Abstract

For many years, application of RBC indices has been recommended for discriminating between subjects with iron deficiency from those with thalassemia. However, application of the algorithms resulted in only 30% to 40% of subjects being appropriately classified. The aim of the study was to establish the efficacy of algorithms for anemia screening including new hematologic parameters such as percentage of hypochromic and microcytic RBCs and hemoglobin content of reticulocytes. Subjects with iron deficiency anemia (IDA) (n = 142) and subjects with β-thalassemia (n = 34) were enrolled in a European multicenter study. Apparently healthy subjects were used as a reference group (n = 309). Hemocytometric investigations were performed on a Sysmex XE5000 hematology analyzer. The algorithms for IDA discrimination yielded results for area under the curve, sensitivity, specificity, and positive and negative predictive values of 0.88, 79%, 97%, 74%, and 98%, respectively. The algorithms for β-thalassemia discrimination revealed similar results (0.86, 74%, 98%, 75%, and 99%, respectively). We conclude that the advanced algorithms, derived from extended RBC parameters provided by the Sysmex XE5000 analyzer, are useful as laboratory anemia screening devices.
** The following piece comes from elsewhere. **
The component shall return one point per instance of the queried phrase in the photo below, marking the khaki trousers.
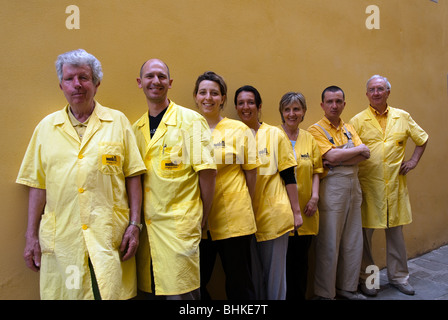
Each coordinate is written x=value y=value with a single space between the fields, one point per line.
x=339 y=242
x=396 y=258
The application of RBC indices has been recommended for discriminating between subjects with iron deficiency and subjects with thalassemia.1–4 However, application of the England and Fraser formula (mean corpuscular volume [MCV] – 5 × hemoglobin [Hb] – RBC) and Mentzer formula (MCV/RBC) resulted in only 30% to 40% of subjects being appropriately classified.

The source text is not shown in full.